For purposes of this provision, the effective tax rate equals (1) the foreign income taxes paid, accrued, or deemed accrued with respect to the net item of income, divided by (2) the net item of subpart F income (increased by the income taxes on the item). What is notable about these provisions is that they specifically provide that the amount of foreign income taxes paid, accrued, or deemed accrued with respect to an item of income will not be affected by a subsequent reduction in foreign income taxes attributable to a distribution to shareholder of all or part of such income. This is also made clear in another set of regulations, which further provide that if the effective foreign tax rate imposed on a foreign corporation is reduced under foreign law upon the distribution of that income, the rules of Section 954(b)(4) are applied without regard to the possibility of a subsequent foreign tax reduction.

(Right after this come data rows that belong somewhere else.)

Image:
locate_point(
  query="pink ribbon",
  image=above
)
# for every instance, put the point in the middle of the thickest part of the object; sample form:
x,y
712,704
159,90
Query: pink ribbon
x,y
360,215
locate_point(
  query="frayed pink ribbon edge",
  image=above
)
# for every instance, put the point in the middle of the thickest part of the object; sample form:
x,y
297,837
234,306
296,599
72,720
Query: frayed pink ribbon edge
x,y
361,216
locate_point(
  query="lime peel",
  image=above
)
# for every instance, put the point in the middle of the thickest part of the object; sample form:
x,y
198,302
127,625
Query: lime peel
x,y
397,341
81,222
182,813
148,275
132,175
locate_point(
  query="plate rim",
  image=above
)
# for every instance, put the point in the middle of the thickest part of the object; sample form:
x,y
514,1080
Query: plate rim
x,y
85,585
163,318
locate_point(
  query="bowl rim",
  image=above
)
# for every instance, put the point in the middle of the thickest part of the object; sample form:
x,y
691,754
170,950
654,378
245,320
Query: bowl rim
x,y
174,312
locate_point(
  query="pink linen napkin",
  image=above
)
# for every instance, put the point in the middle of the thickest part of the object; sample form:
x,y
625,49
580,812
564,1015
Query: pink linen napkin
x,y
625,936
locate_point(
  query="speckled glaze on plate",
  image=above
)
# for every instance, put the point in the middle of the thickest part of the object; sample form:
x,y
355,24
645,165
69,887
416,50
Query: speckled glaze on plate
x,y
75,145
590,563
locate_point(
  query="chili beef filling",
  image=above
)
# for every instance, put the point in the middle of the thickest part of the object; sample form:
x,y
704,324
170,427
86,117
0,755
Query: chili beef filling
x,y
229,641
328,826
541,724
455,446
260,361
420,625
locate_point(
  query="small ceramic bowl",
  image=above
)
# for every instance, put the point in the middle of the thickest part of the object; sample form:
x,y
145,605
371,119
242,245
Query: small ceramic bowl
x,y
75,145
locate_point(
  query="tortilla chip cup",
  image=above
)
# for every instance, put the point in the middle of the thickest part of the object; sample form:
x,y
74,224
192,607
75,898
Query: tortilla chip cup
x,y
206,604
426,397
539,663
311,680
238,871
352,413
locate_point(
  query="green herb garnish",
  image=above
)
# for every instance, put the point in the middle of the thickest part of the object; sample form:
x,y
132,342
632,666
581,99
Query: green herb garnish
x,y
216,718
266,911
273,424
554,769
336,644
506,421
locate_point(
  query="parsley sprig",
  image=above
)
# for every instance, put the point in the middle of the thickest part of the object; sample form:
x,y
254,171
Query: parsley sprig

Malta’s Corporate Tax Refund System
It may be possible to take advantage of the high-tax exception to subpart F income, even though the effective foreign tax rate is substantially below the requisite 31.5 percent rate, by using a CFC that is tax resident in Malta. In general, Malta has a corporate income tax rate of 35 percent. Malta, however, applies an “imputation system” whereby the corporate income tax paid by the company is refunded to the shareholders when distributions are made to them. The amount of the refund depends on the type of income earned by the company.
Generally, when dividends are paid by a Maltese company, the shareholders become entitled to claim refunds of 6/7 of the Maltese corporate income tax paid. This results in an effective corporate income tax rate of 5 percent. The refunds are payable within 14 days from the last day of the month in which the request is made to the Maltese tax authorities.
Therefore, if a Maltese CFC earns certain types of income that would otherwise be considered subpart F income (e.g., gains from the sale of stocks or securities), that income may not be considered as subpart F income as it initially will be subject to corporate income tax in Malta at a 35 percent rate. Based on the regulations discussed above, this result should not be affected by a subsequent distribution of the earnings of the Maltese company that causes a reduction in the effective corporate income tax paid in Malta to a rate as low as 5 percent.
It also may be possible to continue to defer the income earned by the Maltese CFC from U.S. federal income tax by using a Maltese holding company to own the shares in the Maltese operating company. This would allow the dividend (and the corresponding Maltese tax refund) to be received by such Maltese holding company without those amounts being subject to U.S. federal income tax until repatriated by the holding company, to the United States. When the Maltese holding company does pay a dividend to the United States, such dividend should be eligible for qualified dividend rates because the United States and Malta have a comprehensive income tax treaty.
Accordingly, if successful, this structure would allow a U.S. taxpayer to defer from U.S. federal income tax certain types of income or gains that would otherwise be characterized as subpart F income (e.g., short-term or long-term capital gains, dividends, royalties, etc.) and convert such income from ordinary income (currently taxed at a maximum rate of 39.6 percent) into qualified dividend income (currently taxed at a maximum income tax rate of 20 percent), despite the fact that the effective foreign income tax rate paid would only be 5 percent.